A Note on The Childhood of Jesus
J. M. Coetze gives us his version of what Jesus would have been like as a six year old. He has arrived in a new world without parents but with Simon who takes it upon himself to look after the child and find David's mother. He finds Inez playing tennis and intuitively determines that she will be the mother of David which is the name given the child in the novel. Inez decides she will be the mother of the boy against the wishes of her brothers. So we have a child in a place where he knows only Simon who has taken upon himself to act as father and Inez who has taken upon herself to act as mother with the addition of a small cast of characters that come and go. Joseph was not the father of Jesus but certainly took on that role. Coetze must have his doubts about Mary who certainly took the role of mother.
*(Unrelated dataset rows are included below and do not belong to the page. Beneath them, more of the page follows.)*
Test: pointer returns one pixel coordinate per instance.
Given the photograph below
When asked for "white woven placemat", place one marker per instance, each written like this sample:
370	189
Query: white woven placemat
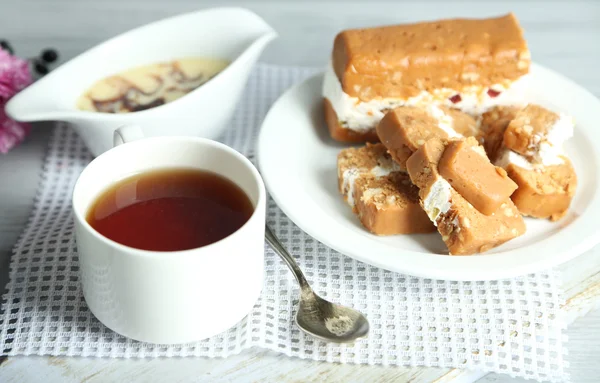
509	326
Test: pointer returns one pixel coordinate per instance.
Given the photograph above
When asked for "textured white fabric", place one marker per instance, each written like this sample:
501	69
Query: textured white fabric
509	326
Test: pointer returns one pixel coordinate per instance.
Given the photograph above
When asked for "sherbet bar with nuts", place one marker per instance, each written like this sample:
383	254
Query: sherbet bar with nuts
382	196
468	64
464	229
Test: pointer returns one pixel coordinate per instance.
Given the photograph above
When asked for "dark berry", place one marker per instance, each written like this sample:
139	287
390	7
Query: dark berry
456	98
493	93
40	68
6	46
49	55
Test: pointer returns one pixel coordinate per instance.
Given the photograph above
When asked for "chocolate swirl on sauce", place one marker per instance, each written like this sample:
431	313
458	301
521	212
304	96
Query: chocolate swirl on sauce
168	82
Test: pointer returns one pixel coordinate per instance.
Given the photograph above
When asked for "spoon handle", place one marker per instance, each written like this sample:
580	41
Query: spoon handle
273	241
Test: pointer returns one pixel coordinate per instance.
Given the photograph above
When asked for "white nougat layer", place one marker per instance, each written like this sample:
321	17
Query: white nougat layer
362	116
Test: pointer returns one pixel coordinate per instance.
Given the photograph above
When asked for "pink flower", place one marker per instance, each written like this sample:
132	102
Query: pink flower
14	76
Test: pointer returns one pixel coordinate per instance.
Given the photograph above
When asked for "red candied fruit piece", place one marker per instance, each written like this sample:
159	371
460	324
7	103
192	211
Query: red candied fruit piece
456	98
493	93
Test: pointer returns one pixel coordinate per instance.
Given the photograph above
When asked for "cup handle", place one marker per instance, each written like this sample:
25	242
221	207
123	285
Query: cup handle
126	134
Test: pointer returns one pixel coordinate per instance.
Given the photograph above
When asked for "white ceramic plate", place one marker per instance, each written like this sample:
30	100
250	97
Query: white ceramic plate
297	159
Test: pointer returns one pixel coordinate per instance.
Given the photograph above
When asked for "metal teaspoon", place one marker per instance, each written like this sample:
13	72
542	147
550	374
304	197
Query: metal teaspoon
316	316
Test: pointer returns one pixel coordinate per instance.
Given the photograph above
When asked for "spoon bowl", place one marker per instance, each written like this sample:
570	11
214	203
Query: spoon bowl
329	321
316	316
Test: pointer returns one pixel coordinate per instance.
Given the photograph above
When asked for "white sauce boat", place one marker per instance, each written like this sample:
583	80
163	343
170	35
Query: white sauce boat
233	34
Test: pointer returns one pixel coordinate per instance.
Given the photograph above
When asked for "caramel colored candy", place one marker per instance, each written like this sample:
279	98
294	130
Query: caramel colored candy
384	199
390	205
544	192
401	61
403	130
468	170
464	229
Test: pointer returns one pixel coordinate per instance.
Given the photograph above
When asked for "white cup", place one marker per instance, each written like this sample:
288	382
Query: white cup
176	296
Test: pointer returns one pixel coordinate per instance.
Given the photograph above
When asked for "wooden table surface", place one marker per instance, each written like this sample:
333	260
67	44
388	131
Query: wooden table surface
563	35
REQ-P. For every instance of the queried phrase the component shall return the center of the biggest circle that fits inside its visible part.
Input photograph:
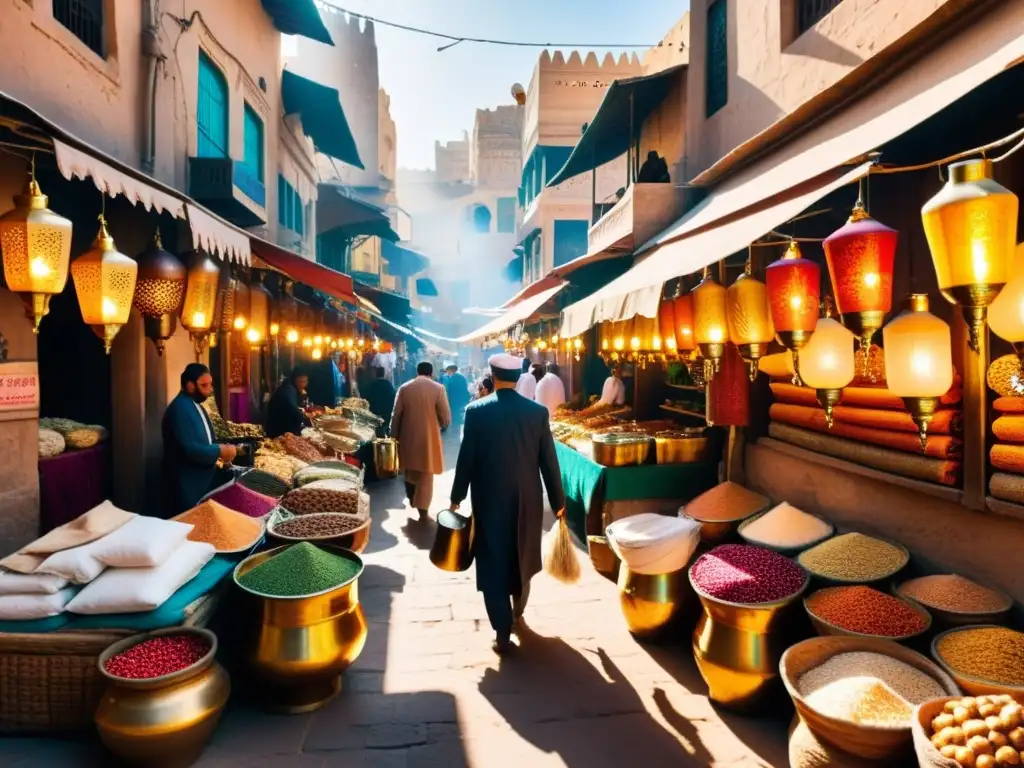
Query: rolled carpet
(1007, 486)
(937, 446)
(860, 396)
(944, 472)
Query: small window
(253, 159)
(85, 19)
(717, 60)
(211, 113)
(506, 214)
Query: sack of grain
(324, 496)
(653, 544)
(141, 543)
(138, 590)
(28, 607)
(51, 443)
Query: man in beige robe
(421, 412)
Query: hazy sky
(435, 95)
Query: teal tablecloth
(588, 484)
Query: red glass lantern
(860, 256)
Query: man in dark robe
(189, 462)
(284, 412)
(507, 448)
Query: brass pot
(453, 547)
(653, 605)
(681, 448)
(737, 647)
(621, 450)
(163, 721)
(386, 458)
(299, 646)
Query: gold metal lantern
(104, 283)
(36, 246)
(160, 289)
(201, 299)
(971, 225)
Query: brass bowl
(653, 604)
(354, 541)
(827, 629)
(886, 743)
(300, 646)
(974, 686)
(737, 647)
(950, 619)
(678, 448)
(167, 720)
(621, 450)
The child is self-willed, extremely intelligent, and fanciful often speaking in what will become parables as an adult. The child determines the action of the novel; he is the moving force in the lives of Simon and Inez and at times the other characters of the book with whom he interacts. The story of Jesus at age 12 comes to mind. The character of David created by Coetze would not hesitate to address the adult world with instruction and opinion. It isn't quite clear what the attraction the child has to the adults he meets, but the adults of the novel revolve around him and bind them to him.
Numerous times David asks to be taken to the scene of death so that he may breathe live into them. He is not allowed to go for the simple reason that to the adult world breathing life into a dead person or a dead horse is simply a childhood fantasy. Coetze does not allow us to see whether the child at the age six can bring back life, but presumably forecasts future events. The book from which Simon teaches David to read is Don Quixote.
The Don is real to David and David has a difficult time separating fiction from reality. It takes some explaining by Simon for David to understand the concept of fiction. There is nothing in the novel that would cause one to think that David understands a difference as the story ends. Maybe fact and fiction are one and the same to Jesus.